April 23rd, 2014
02:30 PM ET
"Ghastly," "digital cruelty" and "not a fan": Welcome to some of the reactions to Avril Lavigne's new music video.
The singer released the companion clip for her single "Hello Kitty" on Tuesday, and much of the response can be summed up by Billboard's desperate plea of "Why Avril ... why?"
The track itself is ... interesting, as Lavigne enthusiastically shout-sings about her adoration for a certain Kitty in a way that comes across as a double entendre although the singer swears it's also genuinely about her love for the Japanese brand.
But something about Lavigne's affection has been seriously lost in translation for critics of her music video.

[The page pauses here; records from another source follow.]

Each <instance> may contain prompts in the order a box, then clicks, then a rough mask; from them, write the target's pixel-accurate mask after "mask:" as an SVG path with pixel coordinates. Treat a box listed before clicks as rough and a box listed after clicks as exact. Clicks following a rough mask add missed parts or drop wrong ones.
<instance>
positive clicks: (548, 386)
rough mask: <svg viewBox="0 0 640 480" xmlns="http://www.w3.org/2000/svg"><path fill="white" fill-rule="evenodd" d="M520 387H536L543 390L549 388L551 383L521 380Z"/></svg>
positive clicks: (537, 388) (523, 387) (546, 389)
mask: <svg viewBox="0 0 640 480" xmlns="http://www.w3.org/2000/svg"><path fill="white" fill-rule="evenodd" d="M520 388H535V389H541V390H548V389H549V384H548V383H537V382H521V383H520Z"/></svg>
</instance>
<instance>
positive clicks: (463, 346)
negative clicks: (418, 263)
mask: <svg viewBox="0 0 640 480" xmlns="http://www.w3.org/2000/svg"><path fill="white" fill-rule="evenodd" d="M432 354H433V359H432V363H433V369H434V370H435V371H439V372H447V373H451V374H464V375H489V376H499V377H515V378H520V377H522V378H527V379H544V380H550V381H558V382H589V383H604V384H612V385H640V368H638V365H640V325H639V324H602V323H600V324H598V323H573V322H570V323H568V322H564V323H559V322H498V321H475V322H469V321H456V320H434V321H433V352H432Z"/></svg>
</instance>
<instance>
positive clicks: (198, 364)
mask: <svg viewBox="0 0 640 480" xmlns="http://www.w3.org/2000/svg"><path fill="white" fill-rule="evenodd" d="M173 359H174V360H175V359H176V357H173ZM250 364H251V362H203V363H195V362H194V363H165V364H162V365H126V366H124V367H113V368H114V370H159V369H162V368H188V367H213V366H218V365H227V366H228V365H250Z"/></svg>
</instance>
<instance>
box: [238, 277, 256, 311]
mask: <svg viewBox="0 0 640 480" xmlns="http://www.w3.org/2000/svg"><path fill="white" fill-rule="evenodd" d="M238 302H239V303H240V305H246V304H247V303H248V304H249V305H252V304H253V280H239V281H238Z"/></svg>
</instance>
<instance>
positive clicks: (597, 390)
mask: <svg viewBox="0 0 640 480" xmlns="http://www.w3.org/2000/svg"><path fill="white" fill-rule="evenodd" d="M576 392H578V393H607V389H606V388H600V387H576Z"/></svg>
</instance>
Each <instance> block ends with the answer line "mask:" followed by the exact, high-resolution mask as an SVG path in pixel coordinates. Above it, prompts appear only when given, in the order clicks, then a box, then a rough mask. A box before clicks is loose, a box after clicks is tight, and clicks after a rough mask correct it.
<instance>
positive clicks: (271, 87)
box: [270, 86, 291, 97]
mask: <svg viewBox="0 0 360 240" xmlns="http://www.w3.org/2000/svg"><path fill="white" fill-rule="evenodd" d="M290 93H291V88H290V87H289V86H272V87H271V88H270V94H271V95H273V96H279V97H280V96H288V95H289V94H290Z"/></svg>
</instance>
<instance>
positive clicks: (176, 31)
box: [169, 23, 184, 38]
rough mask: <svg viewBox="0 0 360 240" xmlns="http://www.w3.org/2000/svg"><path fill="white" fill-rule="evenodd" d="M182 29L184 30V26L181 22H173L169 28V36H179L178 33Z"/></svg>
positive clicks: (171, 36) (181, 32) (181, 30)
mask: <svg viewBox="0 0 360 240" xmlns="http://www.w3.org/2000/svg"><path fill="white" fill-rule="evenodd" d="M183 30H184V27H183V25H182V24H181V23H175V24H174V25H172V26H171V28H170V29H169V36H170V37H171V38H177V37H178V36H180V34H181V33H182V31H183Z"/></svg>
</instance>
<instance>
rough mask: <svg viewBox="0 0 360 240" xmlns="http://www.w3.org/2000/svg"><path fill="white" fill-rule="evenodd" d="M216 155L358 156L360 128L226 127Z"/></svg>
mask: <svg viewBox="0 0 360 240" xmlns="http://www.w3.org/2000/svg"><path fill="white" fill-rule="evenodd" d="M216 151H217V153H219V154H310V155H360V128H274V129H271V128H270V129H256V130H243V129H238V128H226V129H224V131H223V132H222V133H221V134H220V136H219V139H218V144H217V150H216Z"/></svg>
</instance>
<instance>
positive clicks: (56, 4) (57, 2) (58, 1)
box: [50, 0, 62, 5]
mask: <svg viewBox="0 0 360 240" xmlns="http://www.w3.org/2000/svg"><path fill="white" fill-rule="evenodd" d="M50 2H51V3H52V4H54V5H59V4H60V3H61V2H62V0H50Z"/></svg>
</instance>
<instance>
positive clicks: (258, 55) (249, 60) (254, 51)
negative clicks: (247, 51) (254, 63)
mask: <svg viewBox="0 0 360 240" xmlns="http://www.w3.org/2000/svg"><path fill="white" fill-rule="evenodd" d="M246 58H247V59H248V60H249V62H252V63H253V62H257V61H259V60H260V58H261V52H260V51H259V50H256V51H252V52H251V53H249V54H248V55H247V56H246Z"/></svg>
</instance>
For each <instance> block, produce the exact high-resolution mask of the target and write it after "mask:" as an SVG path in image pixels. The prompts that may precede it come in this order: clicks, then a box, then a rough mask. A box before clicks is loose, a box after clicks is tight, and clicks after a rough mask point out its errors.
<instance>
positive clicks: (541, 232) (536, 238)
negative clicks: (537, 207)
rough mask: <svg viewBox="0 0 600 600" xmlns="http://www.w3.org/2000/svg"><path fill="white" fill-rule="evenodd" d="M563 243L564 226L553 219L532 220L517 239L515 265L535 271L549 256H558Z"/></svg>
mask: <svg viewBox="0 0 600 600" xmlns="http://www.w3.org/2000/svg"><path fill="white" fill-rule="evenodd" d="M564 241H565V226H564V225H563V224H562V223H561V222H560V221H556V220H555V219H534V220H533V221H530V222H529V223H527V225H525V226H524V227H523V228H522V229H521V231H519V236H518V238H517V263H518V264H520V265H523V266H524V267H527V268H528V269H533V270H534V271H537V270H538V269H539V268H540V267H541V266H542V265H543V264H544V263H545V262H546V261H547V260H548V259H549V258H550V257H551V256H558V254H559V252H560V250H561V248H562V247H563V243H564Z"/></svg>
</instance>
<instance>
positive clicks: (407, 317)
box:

In the clip, Lavigne romps around Tokyo with a quad of Asian backup dancers, going from a bedroom to a candy shop and then out for sake before parading through the streets and waving at passersby (the "hello" part of "Hello Kitty," we guess). The colorful, noisy onslaught has been too much to bear for some - GQ turned the video into a "test of stamina" - while others have pointed out its unsavory cultural appropriation.
"There are serious questions about whether it’s offensive (expressionless Asian dancers, Tokyo-as-prop) or offensively obvious (this one’s for you, large Japanese fanbase!)," Entertainment Weekly observes.
Billboard, which viewed Lavigne's troupe of dancers as "vaguely offensive," has marveled at the way the music video surpasses the song, and not in a good way.
"'Hello Kitty' is the weakest song on Avril Lavigne's fifth studio album, a grating earworm that squeezes Gwen Stefani's Japan fetishization into an even more unseemly package," the music website says. "But in a lot of ways, its music video ... is an even bigger train-wreck than the track itself."
Some of Lavigne's fans would beg to differ. Judging from the comments on the Canadian star's website, they find the clip for "Hello Kitty" to be "Perfeeeeeeeeeeeect."